Obesità riconosciuta come malattia cronica: visite e cure gratuite con il nuovo decreto

Il Senato approva il riconoscimento ufficiale dell’obesità come patologia cronica. Accesso ai Livelli Essenziali di Assistenza e nuove misure di prevenzione in tutta Italia.

Un nuovo approccio sanitario alle malattie croniche

Negli ultimi anni il Servizio Sanitario Nazionale ha ampliato la lista delle patologie croniche che consentono ai pazienti di ottenere visite ed esami gratuiti. Con l’ultimo decreto approvato, anche l’obesità, compresa quella infantile, entra ufficialmente in questo elenco.
La nuova normativa riconosce la malattia come cronica, complessa e recidivante, in quanto legata non solo all’alimentazione ma anche a fattori psicologici e sociali. L’obiettivo è garantire una presa in carico multidisciplinare, con il coinvolgimento di nutrizionisti, psicologi e medici specialisti, capaci di intervenire sulle cause profonde della patologia.

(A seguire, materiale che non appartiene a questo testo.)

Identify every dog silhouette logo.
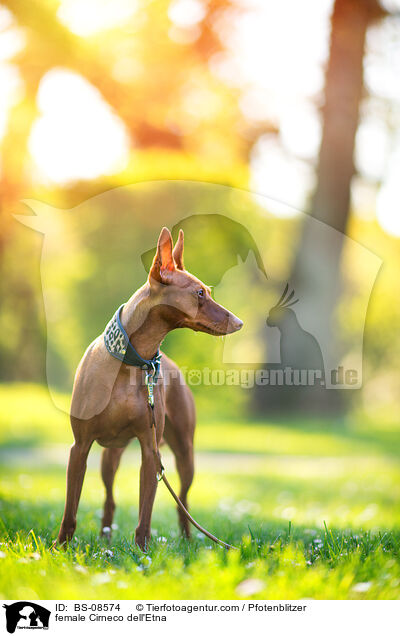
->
[267,284,324,372]
[3,601,51,634]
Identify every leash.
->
[145,369,237,550]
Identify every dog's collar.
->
[104,305,162,378]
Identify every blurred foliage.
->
[0,0,399,410]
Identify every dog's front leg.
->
[135,438,157,550]
[58,442,92,543]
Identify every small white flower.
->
[236,579,265,596]
[351,581,372,594]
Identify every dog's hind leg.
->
[58,440,93,543]
[100,448,125,538]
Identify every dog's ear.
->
[149,227,175,284]
[172,230,185,269]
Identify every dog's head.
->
[149,227,243,336]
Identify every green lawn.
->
[0,385,400,600]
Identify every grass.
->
[0,385,400,600]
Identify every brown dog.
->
[58,228,243,549]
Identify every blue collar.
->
[104,305,162,378]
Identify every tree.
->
[256,0,385,411]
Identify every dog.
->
[58,227,243,550]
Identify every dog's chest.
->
[97,378,165,447]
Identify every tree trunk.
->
[256,0,381,412]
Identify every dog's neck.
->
[121,282,173,360]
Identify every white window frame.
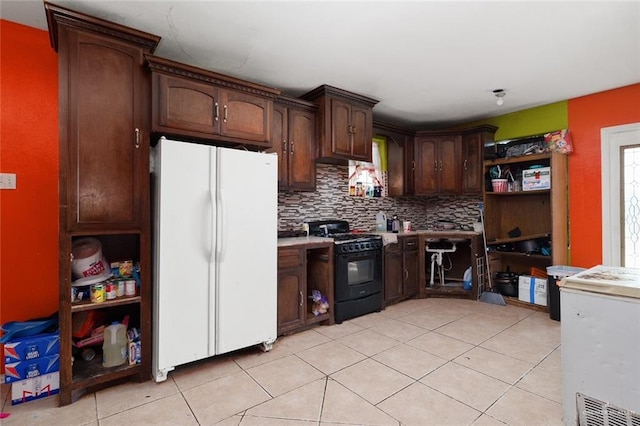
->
[600,123,640,266]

Le prestazioni gratuite previste dal decreto

Il provvedimento consente ai pazienti affetti da obesità di accedere ai Livelli Essenziali di Assistenza (LEA), che comprendono visite mediche specialistiche, analisi del sangue, programmi di supporto nutrizionale e psicologico.
Per finanziare il piano nazionale di prevenzione e cura dell’obesità, sono stati stanziati 700.000 euro per il 2025, 800.000 euro per il 2026 e oltre 1 milione di euro per il 2027.
Il progetto prevede la creazione di una rete di centri specialistici regionali, collegati a università e centri di ricerca, per migliorare la diagnosi precoce e favorire la collaborazione tra pediatri, medici e psicologi.

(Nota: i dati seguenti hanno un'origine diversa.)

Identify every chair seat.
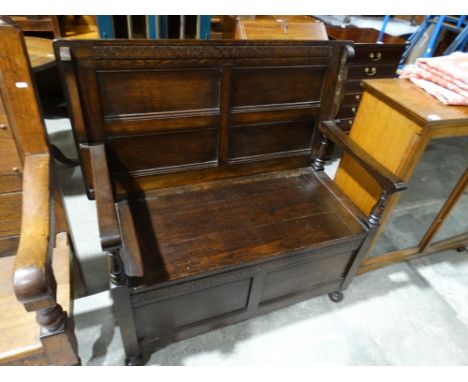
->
[117,168,366,284]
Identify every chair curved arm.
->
[13,153,55,311]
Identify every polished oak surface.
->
[364,79,468,127]
[118,169,366,283]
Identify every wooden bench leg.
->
[111,285,144,366]
[38,305,81,366]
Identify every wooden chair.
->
[0,18,79,365]
[55,40,404,365]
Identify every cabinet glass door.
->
[371,137,468,257]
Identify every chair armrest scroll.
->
[319,121,406,194]
[89,144,121,250]
[13,153,55,311]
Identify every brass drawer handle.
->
[364,66,377,76]
[369,52,382,61]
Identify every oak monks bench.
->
[55,40,404,364]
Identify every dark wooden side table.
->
[336,79,468,273]
[326,26,406,131]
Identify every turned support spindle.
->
[367,190,389,227]
[36,304,66,335]
[312,134,331,171]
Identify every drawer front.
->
[348,64,396,80]
[350,44,405,66]
[135,277,252,338]
[336,118,354,131]
[338,105,358,118]
[343,92,362,106]
[260,252,352,305]
[344,79,364,94]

Campagne di sensibilizzazione e centri regionali

Oltre all’assistenza clinica, il piano prevede campagne di informazione e sensibilizzazione per promuovere stili di vita sani e ridurre l’impatto dell’obesità sulla popolazione. Le Regioni potranno personalizzare le strategie locali, mantenendo un obiettivo comune: prevenire e curare una delle malattie più diffuse e sottovalutate del nostro tempo.
La collaborazione con l’Osservatorio Nazionale per l’Obesità garantirà un monitoraggio costante dei risultati e un aggiornamento continuo dei programmi di intervento.